Convolutional Autoencoder-Based Multichannel Signal Monitoring Method

June 17, 2018

Presentation, 2018 INFORMS International Confererence, Taipei, Taiwan

Unexpected breakdown of the equipment significantly reduces productivity. The development of monitoring system that can detect abnormal conditions early is essential. In this study, we propose the multivariate monitoring method based on a convolutional autoencoder algorithm that can effectively reconstruct sensor data. The proposed monitoring method identifies the equipment status and detects critical variables that cause the alarms. We evaluate the performance of the proposed method with actual sensor data collected from construction equipment.

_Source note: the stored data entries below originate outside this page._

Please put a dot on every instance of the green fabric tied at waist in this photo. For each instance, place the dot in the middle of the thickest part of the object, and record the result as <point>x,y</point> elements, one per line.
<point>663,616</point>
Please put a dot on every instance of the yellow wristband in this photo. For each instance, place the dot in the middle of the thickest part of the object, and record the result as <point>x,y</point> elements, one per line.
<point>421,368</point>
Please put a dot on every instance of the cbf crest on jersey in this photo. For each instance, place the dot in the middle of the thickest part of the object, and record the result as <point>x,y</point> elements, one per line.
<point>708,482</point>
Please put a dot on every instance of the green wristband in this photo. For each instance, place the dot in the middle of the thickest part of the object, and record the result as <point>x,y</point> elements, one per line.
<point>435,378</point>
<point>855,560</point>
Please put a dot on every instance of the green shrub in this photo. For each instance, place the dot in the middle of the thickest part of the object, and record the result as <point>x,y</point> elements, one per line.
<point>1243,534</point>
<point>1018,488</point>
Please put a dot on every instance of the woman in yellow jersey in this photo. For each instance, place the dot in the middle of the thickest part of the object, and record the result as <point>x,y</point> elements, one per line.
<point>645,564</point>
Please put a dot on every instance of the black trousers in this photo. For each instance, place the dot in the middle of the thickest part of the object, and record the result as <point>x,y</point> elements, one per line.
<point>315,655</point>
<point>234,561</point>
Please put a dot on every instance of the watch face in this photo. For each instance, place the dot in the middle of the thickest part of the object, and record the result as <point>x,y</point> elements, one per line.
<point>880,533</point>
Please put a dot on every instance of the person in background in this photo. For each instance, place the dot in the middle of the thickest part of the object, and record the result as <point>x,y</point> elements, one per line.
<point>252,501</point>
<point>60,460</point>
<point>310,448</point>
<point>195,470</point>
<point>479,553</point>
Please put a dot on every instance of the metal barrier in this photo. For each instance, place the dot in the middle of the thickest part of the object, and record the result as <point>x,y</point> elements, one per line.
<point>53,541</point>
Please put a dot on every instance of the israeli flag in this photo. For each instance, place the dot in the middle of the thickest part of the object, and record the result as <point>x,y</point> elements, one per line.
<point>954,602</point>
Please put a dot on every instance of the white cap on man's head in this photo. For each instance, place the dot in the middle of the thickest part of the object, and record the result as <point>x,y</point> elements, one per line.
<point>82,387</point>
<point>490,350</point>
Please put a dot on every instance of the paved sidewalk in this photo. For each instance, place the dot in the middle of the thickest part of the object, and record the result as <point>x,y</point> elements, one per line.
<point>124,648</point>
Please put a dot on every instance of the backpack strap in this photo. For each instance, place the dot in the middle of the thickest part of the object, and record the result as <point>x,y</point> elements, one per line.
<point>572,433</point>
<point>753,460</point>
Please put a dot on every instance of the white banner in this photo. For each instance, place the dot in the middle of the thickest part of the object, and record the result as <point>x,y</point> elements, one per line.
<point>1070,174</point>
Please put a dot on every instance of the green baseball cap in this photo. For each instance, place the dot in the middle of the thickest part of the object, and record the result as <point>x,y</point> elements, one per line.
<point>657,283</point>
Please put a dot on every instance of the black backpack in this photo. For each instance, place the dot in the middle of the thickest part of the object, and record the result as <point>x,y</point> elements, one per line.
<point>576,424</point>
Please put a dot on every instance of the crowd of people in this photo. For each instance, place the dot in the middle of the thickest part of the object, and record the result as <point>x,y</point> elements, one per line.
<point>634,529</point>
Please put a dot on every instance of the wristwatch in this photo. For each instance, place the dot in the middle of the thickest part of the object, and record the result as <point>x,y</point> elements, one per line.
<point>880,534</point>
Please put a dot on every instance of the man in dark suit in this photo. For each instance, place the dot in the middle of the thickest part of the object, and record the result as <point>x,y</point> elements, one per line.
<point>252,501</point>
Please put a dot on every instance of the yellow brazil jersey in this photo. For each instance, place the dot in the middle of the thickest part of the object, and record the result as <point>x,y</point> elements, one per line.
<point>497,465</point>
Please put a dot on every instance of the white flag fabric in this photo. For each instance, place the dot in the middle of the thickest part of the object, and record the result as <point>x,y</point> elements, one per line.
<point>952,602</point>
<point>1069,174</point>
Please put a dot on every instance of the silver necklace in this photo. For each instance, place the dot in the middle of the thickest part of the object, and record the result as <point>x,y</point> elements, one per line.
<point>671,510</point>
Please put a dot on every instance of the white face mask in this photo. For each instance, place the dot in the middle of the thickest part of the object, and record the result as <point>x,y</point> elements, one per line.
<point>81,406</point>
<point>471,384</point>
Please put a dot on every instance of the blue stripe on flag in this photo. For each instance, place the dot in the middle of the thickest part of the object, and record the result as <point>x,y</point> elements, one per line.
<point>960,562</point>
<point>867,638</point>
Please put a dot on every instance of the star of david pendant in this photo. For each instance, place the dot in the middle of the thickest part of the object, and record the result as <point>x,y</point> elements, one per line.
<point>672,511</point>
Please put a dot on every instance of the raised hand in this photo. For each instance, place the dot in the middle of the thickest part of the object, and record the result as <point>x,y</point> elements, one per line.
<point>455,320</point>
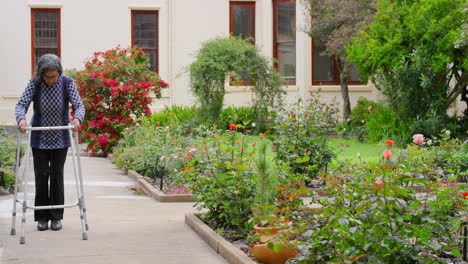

Data-Driven Forecasting Method for Intermittent Demand

November 19, 2016

Presentation, Industrial Engineering & Management Science Conference, Seoul, Korea

Parts demand forecasting is a crucial technique for determining production quantities, pricing strategies, and inventory management. Unlike the demand patterns for construction equipment and automobiles, the demand for spare parts exhibits an intermittent pattern. The intervals between demand occurrences are irregular, and the quantity of demand varies significantly. These characteristics pose significant challenges for traditional time series models in capturing the demand patterns for parts. In this study, we propose a forecasting model designed to address the time series problems characterized by intermittent patterns. We demonstrate the effectiveness of the proposed model by applying it to real parts sales data for demand forecasting.